The organization of the city fascinated Mr Biswas: the street lamps going on at the same time, the streets swept in the middle of the night, the rubbish collected by the scavenging carts early in the morning; the furtive, macabre sounds of the nightsoil removers; the newsboys, really men; the bread van, the milk that came, not from cows, but in rum bottles stopped with brown paper. Mr Biswas was impressed when Dehuti and Ramchand spoke proprietorially of streets and shops, talking with the ease of people who knew their way about the baffling city. Even about Ramchand’s going out to work every morning there was something knowing, brave and enviable.

And with Mr Biswas Ramchand was indeed the knowledgeable townsman. He took Mr Biswas to the Botanical Gardens and the Rock Gardens and Government House. They went up Chancellor Hill and looked down at the ships in the harbour. For Mr Biswas this was a moment of deep romance. He had seen the sea, but didn’t know that Port of Spain was really a port, at which ocean liners called from all parts of the world.

Mr Biswas was amused by Ramchand’s city manners and allowed himself to be patronized by him. Ramchand had in any case always managed to do that, even when he had just stopped being a yard boy at Tara’s. Ostracized from the community into which he was born, he had shown the futility of its sanctions. He had simply gone outside it. He had acquired a loudness and heartiness which was alien and which he did not always carry off easily. He spoke English most of the time, but with a rural Indian accent which made his attempts to keep up with the ever-changing Port of Spain slang absurd. And Mr Biswas suffered when, as sometimes happened, Ramchand was rebuffed; when, for instance, partly to impress Mr Biswas, he overdid the heartiness in his relations with the Negroes in the yard and was met with cold surprise.

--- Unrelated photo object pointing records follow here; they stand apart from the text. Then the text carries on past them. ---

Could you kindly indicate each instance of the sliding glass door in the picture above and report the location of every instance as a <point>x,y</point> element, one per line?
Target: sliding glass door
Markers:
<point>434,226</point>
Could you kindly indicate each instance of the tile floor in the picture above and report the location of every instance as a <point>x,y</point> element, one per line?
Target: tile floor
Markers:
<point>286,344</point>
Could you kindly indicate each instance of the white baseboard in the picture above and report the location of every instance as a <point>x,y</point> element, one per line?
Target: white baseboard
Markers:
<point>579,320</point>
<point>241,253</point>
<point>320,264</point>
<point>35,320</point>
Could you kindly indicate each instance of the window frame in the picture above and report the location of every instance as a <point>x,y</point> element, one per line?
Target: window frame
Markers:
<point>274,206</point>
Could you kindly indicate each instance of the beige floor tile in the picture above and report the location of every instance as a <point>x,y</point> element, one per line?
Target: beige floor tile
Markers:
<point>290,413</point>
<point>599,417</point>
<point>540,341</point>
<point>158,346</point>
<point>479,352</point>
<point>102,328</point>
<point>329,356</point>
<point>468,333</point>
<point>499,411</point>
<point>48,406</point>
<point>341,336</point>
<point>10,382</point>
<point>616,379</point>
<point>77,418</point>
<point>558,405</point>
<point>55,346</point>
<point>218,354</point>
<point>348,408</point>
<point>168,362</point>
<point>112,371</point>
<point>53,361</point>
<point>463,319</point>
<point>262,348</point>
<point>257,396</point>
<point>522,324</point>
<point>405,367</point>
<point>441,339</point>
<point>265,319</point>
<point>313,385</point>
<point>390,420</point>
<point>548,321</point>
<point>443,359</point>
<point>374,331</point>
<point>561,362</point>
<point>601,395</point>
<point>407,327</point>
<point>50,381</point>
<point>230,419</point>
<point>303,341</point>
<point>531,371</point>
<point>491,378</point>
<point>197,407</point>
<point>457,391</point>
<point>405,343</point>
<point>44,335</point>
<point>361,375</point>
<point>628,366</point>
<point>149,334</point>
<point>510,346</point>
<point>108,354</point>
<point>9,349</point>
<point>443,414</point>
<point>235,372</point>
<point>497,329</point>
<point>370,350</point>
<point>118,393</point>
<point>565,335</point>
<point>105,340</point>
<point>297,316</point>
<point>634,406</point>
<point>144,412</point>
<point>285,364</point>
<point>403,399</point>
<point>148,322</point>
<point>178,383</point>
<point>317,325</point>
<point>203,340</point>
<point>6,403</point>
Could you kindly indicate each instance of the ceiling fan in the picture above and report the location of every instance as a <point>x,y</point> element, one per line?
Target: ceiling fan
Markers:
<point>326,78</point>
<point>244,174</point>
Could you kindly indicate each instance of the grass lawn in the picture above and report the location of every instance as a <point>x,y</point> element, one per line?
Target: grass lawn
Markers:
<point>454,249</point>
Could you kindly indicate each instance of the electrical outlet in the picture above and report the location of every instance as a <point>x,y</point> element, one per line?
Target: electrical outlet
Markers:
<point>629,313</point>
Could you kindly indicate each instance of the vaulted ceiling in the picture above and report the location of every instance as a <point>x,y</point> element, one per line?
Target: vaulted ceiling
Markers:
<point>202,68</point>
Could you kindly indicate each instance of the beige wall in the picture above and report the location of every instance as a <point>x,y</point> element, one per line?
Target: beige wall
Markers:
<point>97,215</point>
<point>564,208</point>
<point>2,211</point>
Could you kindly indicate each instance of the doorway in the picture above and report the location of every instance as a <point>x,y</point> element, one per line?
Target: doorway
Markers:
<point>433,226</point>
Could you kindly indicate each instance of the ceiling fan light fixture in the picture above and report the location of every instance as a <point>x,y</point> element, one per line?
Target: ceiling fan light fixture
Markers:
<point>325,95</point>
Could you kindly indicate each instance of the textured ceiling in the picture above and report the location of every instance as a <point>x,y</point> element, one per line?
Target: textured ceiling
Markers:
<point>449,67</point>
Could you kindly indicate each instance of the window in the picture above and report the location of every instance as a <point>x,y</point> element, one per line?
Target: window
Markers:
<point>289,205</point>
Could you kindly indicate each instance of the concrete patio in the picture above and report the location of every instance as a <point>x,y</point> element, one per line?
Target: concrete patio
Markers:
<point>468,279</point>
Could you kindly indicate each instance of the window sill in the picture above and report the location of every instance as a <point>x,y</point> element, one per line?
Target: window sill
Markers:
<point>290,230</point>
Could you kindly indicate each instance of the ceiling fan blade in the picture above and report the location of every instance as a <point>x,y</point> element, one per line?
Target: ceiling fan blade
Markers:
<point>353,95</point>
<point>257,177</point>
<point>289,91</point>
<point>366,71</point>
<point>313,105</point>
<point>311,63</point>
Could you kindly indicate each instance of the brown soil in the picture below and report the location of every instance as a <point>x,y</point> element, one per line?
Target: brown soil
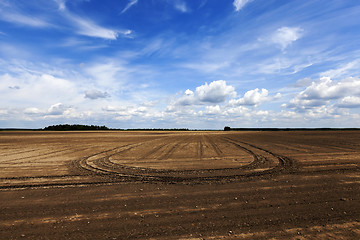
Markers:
<point>180,185</point>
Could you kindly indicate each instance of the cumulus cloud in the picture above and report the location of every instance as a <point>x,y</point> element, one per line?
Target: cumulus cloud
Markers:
<point>181,6</point>
<point>215,92</point>
<point>57,109</point>
<point>285,36</point>
<point>254,98</point>
<point>95,94</point>
<point>349,102</point>
<point>239,4</point>
<point>326,91</point>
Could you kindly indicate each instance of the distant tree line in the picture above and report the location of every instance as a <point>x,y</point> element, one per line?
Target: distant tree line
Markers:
<point>74,127</point>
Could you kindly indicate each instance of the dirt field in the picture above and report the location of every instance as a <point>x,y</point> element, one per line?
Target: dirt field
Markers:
<point>180,185</point>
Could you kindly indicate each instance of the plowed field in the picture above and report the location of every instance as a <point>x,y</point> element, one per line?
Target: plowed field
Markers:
<point>180,185</point>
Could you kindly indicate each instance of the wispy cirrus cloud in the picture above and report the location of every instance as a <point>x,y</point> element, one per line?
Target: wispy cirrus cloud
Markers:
<point>86,27</point>
<point>10,13</point>
<point>239,4</point>
<point>285,36</point>
<point>129,5</point>
<point>181,6</point>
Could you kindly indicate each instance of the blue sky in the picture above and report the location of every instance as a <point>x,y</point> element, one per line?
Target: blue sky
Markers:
<point>201,64</point>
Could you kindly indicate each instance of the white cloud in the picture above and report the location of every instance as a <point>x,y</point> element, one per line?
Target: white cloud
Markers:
<point>88,28</point>
<point>327,89</point>
<point>95,94</point>
<point>239,4</point>
<point>285,36</point>
<point>61,4</point>
<point>344,70</point>
<point>325,92</point>
<point>254,98</point>
<point>129,5</point>
<point>181,6</point>
<point>349,102</point>
<point>215,92</point>
<point>57,109</point>
<point>12,15</point>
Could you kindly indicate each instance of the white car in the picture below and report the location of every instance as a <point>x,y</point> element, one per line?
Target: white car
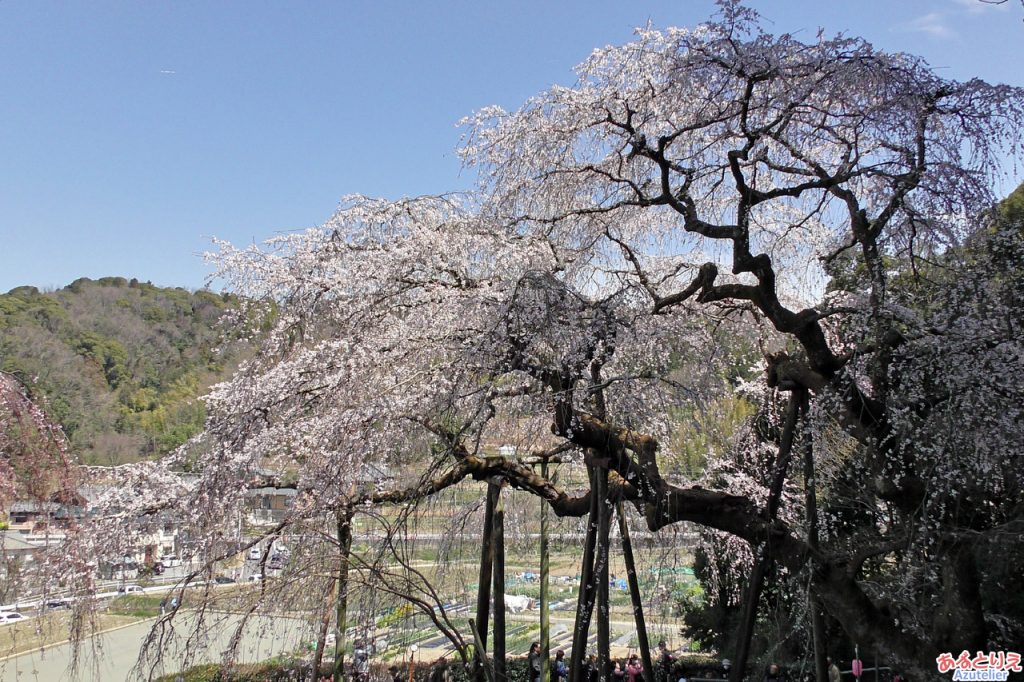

At the end of a fortnight Ramchand said, ‘Don’t worry about getting a job yet. You suffering from brain fag, and you got to have lots of rest.’

He spoke without irony, but Mr Biswas, now practically without money, had begun to feel burdened by his freedom. He was no longer content to walk about the city. He wanted to be part of it, to be one of those who stood at the black and yellow bus-stops in the morning, one of those he saw behind the windows of offices, one of those to whom the evenings and week-ends brought relaxation. He thought of taking up sign-writing again. But how was he to go about it? Could he simply put up a sign in front of the house and wait?